Однако действительно ли это случай Гжегожевского? Вопрос о возвышенном фальшив хотя бы потому, что Гжегожевский, скорее всего, никогда не думал всерьез о том, чтобы написать пьесу о еврейском квартале Амстердама. Меланхолический факт «ненаписанности», как представляется, в этом случае в принципе никто и не пытается преодолеть, а возвышенное ведь заключает в себе сильный компонент боли, связанный с ситуацией разрыва, утраты; поэтому может восприниматься как радикальный призыв к скорби.
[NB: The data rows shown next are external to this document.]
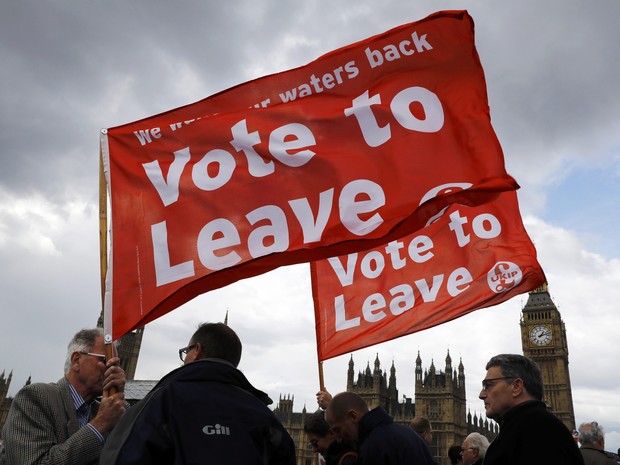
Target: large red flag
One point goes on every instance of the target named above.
(354, 149)
(467, 258)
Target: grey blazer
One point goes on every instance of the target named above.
(42, 428)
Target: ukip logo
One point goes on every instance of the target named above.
(504, 276)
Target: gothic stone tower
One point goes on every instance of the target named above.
(543, 337)
(440, 397)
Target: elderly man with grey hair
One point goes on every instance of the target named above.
(67, 422)
(592, 439)
(474, 449)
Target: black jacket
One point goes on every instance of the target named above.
(203, 412)
(384, 442)
(340, 454)
(531, 435)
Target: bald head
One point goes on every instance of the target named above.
(344, 414)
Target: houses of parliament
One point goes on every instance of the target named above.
(439, 391)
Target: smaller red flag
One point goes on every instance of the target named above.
(464, 260)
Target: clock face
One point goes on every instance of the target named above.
(540, 335)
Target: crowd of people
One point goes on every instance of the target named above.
(207, 411)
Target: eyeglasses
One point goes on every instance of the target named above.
(102, 358)
(487, 383)
(183, 352)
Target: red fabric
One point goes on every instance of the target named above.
(469, 258)
(387, 119)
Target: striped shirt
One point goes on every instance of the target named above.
(82, 409)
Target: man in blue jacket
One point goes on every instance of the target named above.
(380, 440)
(203, 412)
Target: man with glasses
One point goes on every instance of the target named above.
(203, 412)
(64, 423)
(474, 449)
(512, 392)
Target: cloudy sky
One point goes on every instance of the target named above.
(71, 68)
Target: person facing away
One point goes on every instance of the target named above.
(512, 392)
(323, 441)
(205, 411)
(454, 454)
(592, 439)
(474, 449)
(378, 438)
(423, 427)
(63, 423)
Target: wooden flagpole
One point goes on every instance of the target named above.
(321, 379)
(103, 243)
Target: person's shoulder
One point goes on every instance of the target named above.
(36, 389)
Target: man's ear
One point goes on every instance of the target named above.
(518, 388)
(75, 356)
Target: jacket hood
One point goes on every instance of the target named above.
(213, 370)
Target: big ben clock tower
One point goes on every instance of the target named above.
(543, 338)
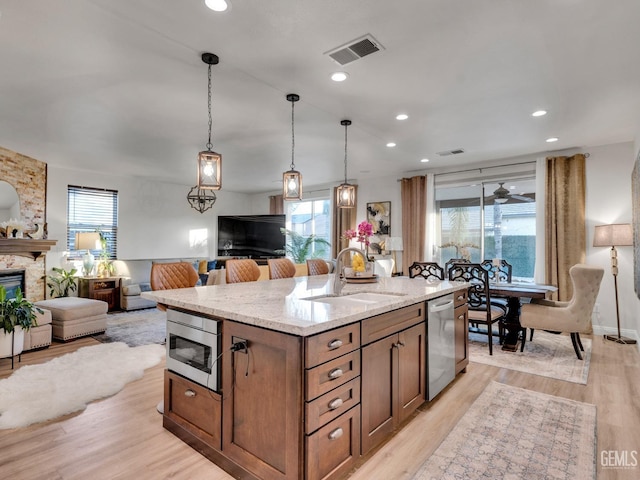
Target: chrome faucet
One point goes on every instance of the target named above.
(338, 282)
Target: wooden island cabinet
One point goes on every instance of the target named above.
(304, 407)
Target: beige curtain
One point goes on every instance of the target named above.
(413, 192)
(276, 205)
(565, 220)
(343, 219)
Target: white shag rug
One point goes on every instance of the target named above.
(66, 384)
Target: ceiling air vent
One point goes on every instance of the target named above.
(455, 151)
(355, 50)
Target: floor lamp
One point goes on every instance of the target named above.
(620, 235)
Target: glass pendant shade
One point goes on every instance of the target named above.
(209, 170)
(346, 196)
(292, 185)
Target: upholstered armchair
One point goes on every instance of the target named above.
(574, 316)
(166, 276)
(242, 270)
(281, 268)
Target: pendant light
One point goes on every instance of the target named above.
(292, 179)
(201, 199)
(346, 193)
(501, 194)
(209, 162)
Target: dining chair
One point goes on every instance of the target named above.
(481, 310)
(242, 270)
(426, 270)
(317, 266)
(574, 316)
(281, 268)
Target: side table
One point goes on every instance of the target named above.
(106, 289)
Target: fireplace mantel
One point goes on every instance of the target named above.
(25, 247)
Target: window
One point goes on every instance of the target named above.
(472, 225)
(93, 210)
(311, 217)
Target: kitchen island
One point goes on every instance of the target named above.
(308, 382)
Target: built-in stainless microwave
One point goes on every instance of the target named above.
(193, 344)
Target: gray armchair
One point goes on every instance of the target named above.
(574, 316)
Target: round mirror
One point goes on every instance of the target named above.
(9, 202)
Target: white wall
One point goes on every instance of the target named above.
(154, 219)
(609, 201)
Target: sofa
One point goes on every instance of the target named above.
(136, 274)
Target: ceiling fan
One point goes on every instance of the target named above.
(502, 195)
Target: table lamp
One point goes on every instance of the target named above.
(619, 234)
(394, 244)
(87, 241)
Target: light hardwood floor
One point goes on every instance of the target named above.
(122, 437)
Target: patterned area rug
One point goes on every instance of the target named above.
(140, 327)
(547, 355)
(514, 433)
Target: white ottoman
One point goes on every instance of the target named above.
(73, 317)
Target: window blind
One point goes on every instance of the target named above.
(92, 210)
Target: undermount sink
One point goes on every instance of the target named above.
(362, 298)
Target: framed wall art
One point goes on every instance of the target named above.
(379, 215)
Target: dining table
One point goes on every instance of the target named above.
(514, 292)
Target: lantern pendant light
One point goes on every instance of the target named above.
(292, 179)
(209, 162)
(346, 193)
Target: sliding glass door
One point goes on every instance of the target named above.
(486, 220)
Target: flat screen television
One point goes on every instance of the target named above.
(253, 236)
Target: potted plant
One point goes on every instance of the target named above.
(17, 315)
(61, 282)
(106, 268)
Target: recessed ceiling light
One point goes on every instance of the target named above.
(339, 76)
(217, 5)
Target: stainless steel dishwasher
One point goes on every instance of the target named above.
(441, 362)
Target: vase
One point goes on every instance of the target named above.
(6, 339)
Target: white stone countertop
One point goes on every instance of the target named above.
(283, 304)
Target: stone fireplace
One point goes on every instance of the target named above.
(29, 177)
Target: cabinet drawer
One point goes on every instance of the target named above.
(330, 375)
(331, 405)
(194, 407)
(333, 450)
(332, 344)
(460, 297)
(381, 326)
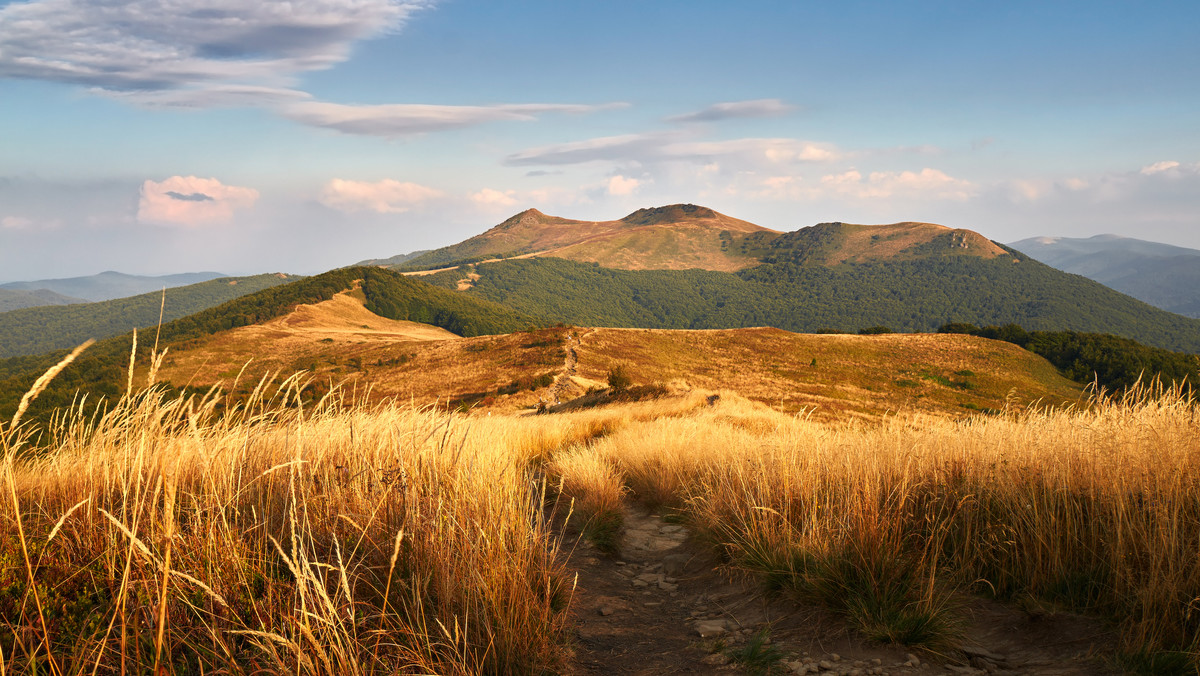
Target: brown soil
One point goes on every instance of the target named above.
(666, 605)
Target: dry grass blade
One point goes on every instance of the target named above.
(61, 520)
(43, 381)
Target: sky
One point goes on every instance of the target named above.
(168, 136)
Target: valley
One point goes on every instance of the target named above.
(671, 442)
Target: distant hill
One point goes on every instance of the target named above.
(18, 299)
(35, 330)
(676, 237)
(107, 286)
(394, 261)
(100, 371)
(803, 287)
(1159, 274)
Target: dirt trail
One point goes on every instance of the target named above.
(563, 382)
(663, 605)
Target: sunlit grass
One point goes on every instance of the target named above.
(352, 538)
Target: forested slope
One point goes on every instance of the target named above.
(35, 330)
(910, 295)
(100, 371)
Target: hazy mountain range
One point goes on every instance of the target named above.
(107, 286)
(1163, 275)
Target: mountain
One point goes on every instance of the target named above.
(34, 330)
(384, 294)
(1159, 274)
(394, 261)
(108, 286)
(909, 276)
(677, 237)
(18, 299)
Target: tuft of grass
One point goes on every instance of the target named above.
(759, 656)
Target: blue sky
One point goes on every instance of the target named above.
(163, 136)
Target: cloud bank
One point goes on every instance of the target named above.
(732, 109)
(190, 201)
(226, 53)
(382, 197)
(161, 45)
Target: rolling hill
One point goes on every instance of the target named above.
(18, 299)
(832, 376)
(108, 286)
(1159, 274)
(799, 291)
(677, 237)
(35, 330)
(100, 371)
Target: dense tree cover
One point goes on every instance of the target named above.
(35, 330)
(906, 295)
(100, 371)
(1111, 362)
(18, 299)
(397, 297)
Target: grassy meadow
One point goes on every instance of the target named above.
(349, 537)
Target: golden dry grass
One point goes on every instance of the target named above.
(834, 377)
(352, 538)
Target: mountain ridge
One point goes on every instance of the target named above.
(112, 285)
(1163, 275)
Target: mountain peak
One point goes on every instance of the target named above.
(669, 214)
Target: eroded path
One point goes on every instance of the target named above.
(664, 605)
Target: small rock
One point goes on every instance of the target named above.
(709, 628)
(975, 651)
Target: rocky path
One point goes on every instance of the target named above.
(569, 368)
(664, 606)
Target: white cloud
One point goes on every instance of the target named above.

В крайних случаях оно может даже заменить скорбь, предложить некое преждевременное забвение или же внезапно возрожденную jouissance[891]
. Возвышенному известен смысл, но возвышенное не находит визуального образа. Таким образом, это отнюдь не случай Гжегожевского, который честно признается, что драму он себе только «воображает», отдаваясь красоте образов и невозможности заключить их хоть в какую-то стабильную литературную форму. Рассказ о ненаписанной пьесе — это, таким образом, очередной эфемерный жест (так же как анонсирование разрыва с театром медленно темнеющих живописных изображений). Поэтому текст Гжегожевского в программке к «Медленному потемнению живописных изображений» — это скорее аллегорический шифр меланхолика, чем признание художника, обреченного на жест возвышенности. Даже создается впечатление, возможно, несправедливое, что Гжегожевский ищет эффектные декорации для экзистенциальной катастрофы Консула, героя «У подножия вулкана» Малькольма Лаури. Не кроется ли тут неуместность, связанная с замыслом «оперного» использования декорации опустошенного города, жители которого погибли в газовых камерах гитлеровских лагерей смерти? Не будем, однако, забывать, что аллегория не боится меланхолической зрелищности; без нее она и не существует. А любая неуместность на территории травматического паралича всегда растет в цене.Амстердам и Венеция, любимые «театральные» города Гжегожевского, возможно, являются аллегорическими транспозициями других городов: Лодзи, Варшавы, Вроцлава. Что означало бы, что театр Гжегожевского по-настоящему вырастает из скорби реально известных ему городов — каждый из них несет ведь в себе память опустелых кварталов и куда-то вывезенных их жителей. Внезапная катастрофа, которая во время войны стала уделом Варшавы, переписана — теперь это поэтическая и «вечная» угроза, в тени которой живет Венеция. Мы снова, таким образом, можем заметить жест подмены, столь характерный для художественного чутья Гжегожевского; фальшь оперы, требующей красивых декораций. Гжегожевский отдавал себе отчет, что его увлечение Венецией несет в себе что-то вторичное, театральное, несет элемент повторения. Только Малгожата Дзевульская попробовала в разговоре с Гжегожевским докопаться до этих вытесненных за пределы языка искусства территорий реальности, спрашивая, например, о Лодзи — его родном городе[892]
. Остается только задать вопрос: относилась ли фигура опустелого квартала Амстердама в «Медленном потемнении живописных изображений» к каким бы то ни было формам беспамятства, связанным с Варшавой середины 1980‐х годов (именно тогда имела место премьера спектакля)? Располагаем ли мы языком, чтобы описать взаимозависимости такого рода?